AMODA Performance: Tristan Perich and the Loud Objects
Austin Museum of Digital Art (AMODA)
Saturday, October 18, 2008, 8-10 pm
The Austin Museum of Digital Art presents performances by the Loud Objects and a program of works by innovative composer Tristan Perich. Perich will play four new compositions for traditional instruments and custom one-bit electronic instruments built and programmed by the composer. Wielding hot smoking soldering irons and a ramshackle overhead projector, New York-based trio Loud Objects will build musical instruments live from scratch using custom programmed microchips in pursuit of chaotic electronic sound.
Artist Talk: Renee Cox
University of Texas, Austin ART 1.102
Tuesday, October 28, 2008, 5 pm
Since her first one-woman show in 1998, Cox has questioned society and the roles it gives to blacks and women with her elaborate scenarios and imaginative visuals that offend some and exhilarate others.
Fort Worth Events
Tuesday Evenings at the Modern: Michael Auping
Modern Art Museum of Fort Worth
October 21, 2008, 7 pm
Michael Auping, the Museum's chief curator, discusses the Tadao Ando-designed gallery spaces of the Modern from a behind-the-scenes curatorial viewpoint in Installing the Modern. It is always rewarding to hear from Auping, as he has been a favorite of the Tuesday Evenings series throughout the life of this program, bringing his knowledge, vast experience, and quick wit to the various subjects he has presented over the years.
Halloween Performance of FORTUNE by Potter-Belmar Labs
Aurora Picture Show
Friday, October 31, 2008 8pm
Come in costume and witness San Antonio duo Potter-Belmar Labs present a special Halloween-themed live video performance.
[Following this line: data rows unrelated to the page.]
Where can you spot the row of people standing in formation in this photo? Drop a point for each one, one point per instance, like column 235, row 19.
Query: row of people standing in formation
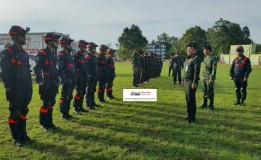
column 239, row 72
column 82, row 70
column 145, row 66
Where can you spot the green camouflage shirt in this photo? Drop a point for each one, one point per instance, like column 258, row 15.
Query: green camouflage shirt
column 210, row 67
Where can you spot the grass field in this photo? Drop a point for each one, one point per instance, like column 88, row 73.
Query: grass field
column 147, row 130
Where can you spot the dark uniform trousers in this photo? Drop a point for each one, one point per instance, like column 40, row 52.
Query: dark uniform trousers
column 16, row 77
column 93, row 79
column 208, row 89
column 190, row 99
column 177, row 73
column 46, row 72
column 103, row 78
column 81, row 79
column 81, row 84
column 111, row 76
column 66, row 70
column 240, row 69
column 48, row 92
column 240, row 87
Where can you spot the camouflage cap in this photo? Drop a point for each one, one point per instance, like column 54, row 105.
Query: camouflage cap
column 194, row 45
column 17, row 30
column 66, row 40
column 82, row 43
column 240, row 49
column 51, row 36
column 92, row 45
column 208, row 47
PBL are conductors of cinema, live-mixing audio and video, weaving sampled media and original work, cut-up and stitched back together, on the fly.
Call for Artists
Art in Public Places Austin Energy System Control Center (SCC)
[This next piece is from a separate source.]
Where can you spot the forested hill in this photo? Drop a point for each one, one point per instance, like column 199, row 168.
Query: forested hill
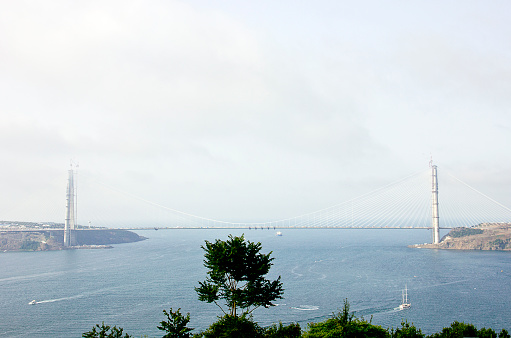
column 486, row 236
The City of Austin Art in Public Places (AIPP) program of the Cultural Arts Division seeks to commission an artist or artist team to design and create innovative artwork for Austin Energy’s new System Control Center (SCC) which oversees the city’s electrical grid throughout Austin’s neighborhoods. It is desired that this artist establish a strong, overarching concept for artwork that will be integrated into the site to enhance the experience of the more than 300 people who will work there. For questions, contact Jean Graham, Art in Public Places Coordinator, 512-974-9313 or firstname.lastname@example.org.
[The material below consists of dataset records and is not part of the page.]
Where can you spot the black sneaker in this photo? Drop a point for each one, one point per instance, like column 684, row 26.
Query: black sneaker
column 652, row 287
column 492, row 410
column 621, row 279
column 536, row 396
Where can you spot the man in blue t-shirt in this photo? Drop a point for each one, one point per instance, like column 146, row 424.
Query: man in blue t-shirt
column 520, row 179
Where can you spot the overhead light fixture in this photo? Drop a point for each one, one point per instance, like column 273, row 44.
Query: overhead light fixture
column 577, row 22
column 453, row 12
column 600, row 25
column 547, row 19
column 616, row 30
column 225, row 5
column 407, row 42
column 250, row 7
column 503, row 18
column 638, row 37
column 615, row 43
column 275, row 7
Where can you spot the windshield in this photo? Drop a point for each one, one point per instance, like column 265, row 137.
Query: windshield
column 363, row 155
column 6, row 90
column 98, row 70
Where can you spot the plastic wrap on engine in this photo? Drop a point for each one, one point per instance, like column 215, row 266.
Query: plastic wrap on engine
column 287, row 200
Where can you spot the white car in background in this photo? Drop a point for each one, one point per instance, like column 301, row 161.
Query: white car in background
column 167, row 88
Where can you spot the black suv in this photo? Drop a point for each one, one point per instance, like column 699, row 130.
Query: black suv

Omi International Artists Residency
Art Omi is a not-for-profit residency program for international visual artists, writers and musicians. Located in a Hudson River Valley hamlet two and a half hours from New York City, Omi is situated on 300 acres of rolling farmland with spectacular views of the Catskills and the river valley. For more information please visit: http://www.artomi.org, click on Omi International Artists Residency.
Modern Painters seeks an associate editor. The ideal candidate will be well versed in contemporary art and theory and will have worked for at least two years in an editorial capacity. Responsibilities include writing short entries for the magazine’s front-of-the-book section, generating story ideas and proofreading. A bachelor’s degree is required; a master’s is preferred but not mandatory. To apply: Candidate should submit resume and a letter outlining her/his particular suitability to the position by mail to Kristina Feliciano, Managing Editor, Modern Painters, 601 W. 26th Street, NY, NY, 10001; or by email to email@example.com
ICAA Research Assistant
The Museum of Fine Arts, Houston
This position provides administrative and research support to the Senior Research and Publications Associate as well as to other staff members of the International Center for the Arts of the America (ICAA), for the Center's multi-year projects and publications series. Proficiency in both Spanish and English is a requirement; reading and verbal knowledge of Portuguese is desirable. M.A. in Art History, History, Spanish and/or Portuguese Language, Latin American Studies or related Humanities discipline.